The biggest user of waste material by mass in Hong Kong is looking to leverage its expertise in materials handling as it expands into waste management, while collecting a steady income from EnviroWaste.
"The operations will be able to share their expertise, and explore opportunities of synergy," managing director Kam Hing Lam said in a statement on the CKI website.
The company, which still has HK$5 billion of cash on hand after three large acquisitions in the past four months, says New Zealand has always been one of its core markets of interest.
"We are pleased with our existing investment in
Wellington Electricity Lines Ltd, and have found that the
country's legal system and stable political condition
provide a very efficient business environment," Kam
In 2008, Vector sold its Wellington electricity network to CKI for $785 million.
Emulex extends Endace bid
American IT network provider Emulex has extended its takeover bid for New Zealand-based, London-listed network software developer Endace by 14 days to Jan. 31.
The takeover was recommended unanimously to shareholders by Endace directors when announced last month, but it appears the New Zealand Christmas-New Year shutdown has slowed the expected response rate.

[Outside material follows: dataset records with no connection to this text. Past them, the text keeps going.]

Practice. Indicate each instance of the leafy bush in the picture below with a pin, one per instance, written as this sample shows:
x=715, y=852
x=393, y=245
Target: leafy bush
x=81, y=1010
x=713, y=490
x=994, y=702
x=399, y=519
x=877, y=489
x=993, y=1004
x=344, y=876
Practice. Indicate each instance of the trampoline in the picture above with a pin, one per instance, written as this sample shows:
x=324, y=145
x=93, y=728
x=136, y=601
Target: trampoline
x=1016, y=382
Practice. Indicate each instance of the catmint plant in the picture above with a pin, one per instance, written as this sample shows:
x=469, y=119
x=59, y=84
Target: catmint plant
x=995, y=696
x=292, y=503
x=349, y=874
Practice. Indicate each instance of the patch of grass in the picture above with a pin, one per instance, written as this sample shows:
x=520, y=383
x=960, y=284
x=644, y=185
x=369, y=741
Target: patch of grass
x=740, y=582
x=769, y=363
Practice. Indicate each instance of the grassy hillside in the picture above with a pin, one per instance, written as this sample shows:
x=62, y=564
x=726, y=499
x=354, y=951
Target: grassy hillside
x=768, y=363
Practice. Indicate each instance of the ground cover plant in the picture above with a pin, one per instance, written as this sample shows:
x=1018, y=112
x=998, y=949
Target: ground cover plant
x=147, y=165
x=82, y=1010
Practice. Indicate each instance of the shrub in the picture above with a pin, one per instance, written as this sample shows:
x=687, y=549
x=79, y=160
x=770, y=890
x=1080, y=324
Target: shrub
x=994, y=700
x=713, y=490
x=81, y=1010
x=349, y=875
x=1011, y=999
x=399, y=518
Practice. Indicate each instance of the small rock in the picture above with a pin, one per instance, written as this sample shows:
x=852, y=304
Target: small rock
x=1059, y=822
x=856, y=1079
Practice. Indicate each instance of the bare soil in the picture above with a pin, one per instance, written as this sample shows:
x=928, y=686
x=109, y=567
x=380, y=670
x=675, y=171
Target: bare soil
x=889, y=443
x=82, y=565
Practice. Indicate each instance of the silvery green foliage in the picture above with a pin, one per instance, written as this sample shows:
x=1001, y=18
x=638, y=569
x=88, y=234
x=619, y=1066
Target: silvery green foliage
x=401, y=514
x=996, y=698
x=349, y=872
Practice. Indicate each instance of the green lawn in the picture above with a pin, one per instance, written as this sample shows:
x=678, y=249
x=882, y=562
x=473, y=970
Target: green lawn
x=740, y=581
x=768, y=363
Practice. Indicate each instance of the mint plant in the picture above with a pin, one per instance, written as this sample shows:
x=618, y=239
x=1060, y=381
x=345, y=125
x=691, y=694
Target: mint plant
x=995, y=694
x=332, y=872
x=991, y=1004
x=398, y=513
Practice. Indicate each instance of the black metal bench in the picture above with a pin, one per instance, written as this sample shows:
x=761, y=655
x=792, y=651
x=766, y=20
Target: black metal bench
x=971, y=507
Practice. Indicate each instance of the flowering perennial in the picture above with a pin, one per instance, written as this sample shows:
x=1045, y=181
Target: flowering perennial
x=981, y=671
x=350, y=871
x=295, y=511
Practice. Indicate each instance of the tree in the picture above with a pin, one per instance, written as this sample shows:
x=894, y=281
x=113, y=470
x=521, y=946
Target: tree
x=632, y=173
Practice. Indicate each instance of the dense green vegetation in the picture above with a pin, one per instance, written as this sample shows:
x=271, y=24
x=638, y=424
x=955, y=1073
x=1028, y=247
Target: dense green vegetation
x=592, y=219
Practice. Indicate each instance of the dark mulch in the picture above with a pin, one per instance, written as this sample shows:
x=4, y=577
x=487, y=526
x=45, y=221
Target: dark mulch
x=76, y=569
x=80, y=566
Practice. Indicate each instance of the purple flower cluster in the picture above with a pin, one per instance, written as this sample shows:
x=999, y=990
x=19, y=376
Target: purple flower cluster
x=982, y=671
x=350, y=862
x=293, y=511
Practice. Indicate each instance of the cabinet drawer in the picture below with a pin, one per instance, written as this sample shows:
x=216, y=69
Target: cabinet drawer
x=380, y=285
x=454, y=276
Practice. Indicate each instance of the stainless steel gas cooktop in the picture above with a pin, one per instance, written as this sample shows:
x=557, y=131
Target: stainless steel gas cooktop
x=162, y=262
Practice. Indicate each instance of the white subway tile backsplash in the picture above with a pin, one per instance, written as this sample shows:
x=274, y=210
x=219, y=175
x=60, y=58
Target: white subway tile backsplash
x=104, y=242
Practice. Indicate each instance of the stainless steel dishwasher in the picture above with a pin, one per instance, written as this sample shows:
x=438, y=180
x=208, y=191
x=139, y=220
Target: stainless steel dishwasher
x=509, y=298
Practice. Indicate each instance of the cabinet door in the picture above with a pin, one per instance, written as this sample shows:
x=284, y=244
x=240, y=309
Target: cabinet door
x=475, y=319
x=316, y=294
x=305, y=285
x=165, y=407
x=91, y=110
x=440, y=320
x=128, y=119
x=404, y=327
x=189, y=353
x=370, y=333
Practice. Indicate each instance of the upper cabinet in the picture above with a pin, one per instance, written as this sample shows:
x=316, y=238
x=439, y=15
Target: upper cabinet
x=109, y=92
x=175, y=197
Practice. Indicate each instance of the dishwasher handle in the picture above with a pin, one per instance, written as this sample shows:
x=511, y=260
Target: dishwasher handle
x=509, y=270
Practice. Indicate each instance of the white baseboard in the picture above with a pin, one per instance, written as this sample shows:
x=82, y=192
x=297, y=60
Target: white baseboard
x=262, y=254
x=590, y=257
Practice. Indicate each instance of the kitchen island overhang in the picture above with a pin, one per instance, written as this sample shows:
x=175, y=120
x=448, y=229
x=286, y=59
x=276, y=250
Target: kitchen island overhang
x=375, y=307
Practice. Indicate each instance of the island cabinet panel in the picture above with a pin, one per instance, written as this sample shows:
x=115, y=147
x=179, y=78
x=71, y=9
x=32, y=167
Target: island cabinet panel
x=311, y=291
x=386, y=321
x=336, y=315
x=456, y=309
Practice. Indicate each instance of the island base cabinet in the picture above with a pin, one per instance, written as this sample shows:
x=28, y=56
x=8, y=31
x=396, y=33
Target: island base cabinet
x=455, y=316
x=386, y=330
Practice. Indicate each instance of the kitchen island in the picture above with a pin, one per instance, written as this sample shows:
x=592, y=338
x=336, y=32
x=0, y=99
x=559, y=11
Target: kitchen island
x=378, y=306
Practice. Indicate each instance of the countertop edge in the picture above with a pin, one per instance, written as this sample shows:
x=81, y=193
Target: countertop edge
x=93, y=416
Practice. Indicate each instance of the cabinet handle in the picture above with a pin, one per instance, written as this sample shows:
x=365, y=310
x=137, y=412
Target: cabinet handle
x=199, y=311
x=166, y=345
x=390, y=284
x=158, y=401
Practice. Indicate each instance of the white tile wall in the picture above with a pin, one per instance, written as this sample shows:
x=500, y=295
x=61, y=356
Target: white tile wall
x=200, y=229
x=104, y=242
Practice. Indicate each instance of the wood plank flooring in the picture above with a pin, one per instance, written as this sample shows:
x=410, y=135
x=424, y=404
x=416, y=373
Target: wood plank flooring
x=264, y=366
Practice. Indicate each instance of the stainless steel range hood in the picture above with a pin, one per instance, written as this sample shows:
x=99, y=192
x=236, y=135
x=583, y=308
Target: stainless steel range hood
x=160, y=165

The GBP80.7 million offer will see Endace delist from the AIM exchange, where it has struggled for traction for its network visibility infrastructure, which it says "is trusted by some of the world’s largest organizations to accelerate their response to network and security problems".
Mid-sized Texan oil explorer Apache Corp has withdrawn from from a joint venture with Canadian TAG Oil to hunt for oil and gas in shale deposits on the East Coast of the North Island, citing more attractive options in other territories.
The pair were to explore
together for oil and gas in licence areas in the Gisborne
and Hawke's Bay regions. TAG says it will now go it alone.
The shale gas play is likely to involve the controversial practice of hydraulic fracturing, or "fracking", to which the Parliamentary Commissioner for the Environment last year gave a partial clean bill of health, subject to robust regulation.
A groundswell of local opposition to the exploration has been building in the region.
"We are a large company and we have opportunities all over the world," an Apache senior vice-president for global corporate affairs, Bob Dye, told BusinessDesk from from Houston. "We reviewed where we are at and decided to invest our money elsewhere."
Publicis Mojo NZ in liquidation
The National Business Review reports that prominent advertising agency Publicis Mojo has placed its New Zealand operation in liquidation, owing some $16 million, according to the first liquidator's report, although $15.5 million of that is to group entities.
The agency, which is headquartered in France, counted Goodman Fielder, Hallenstein Glassons and Nestle among its customers in New Zealand. The liquidation took effect just before Christmas and saw some 20 staff lose their jobs.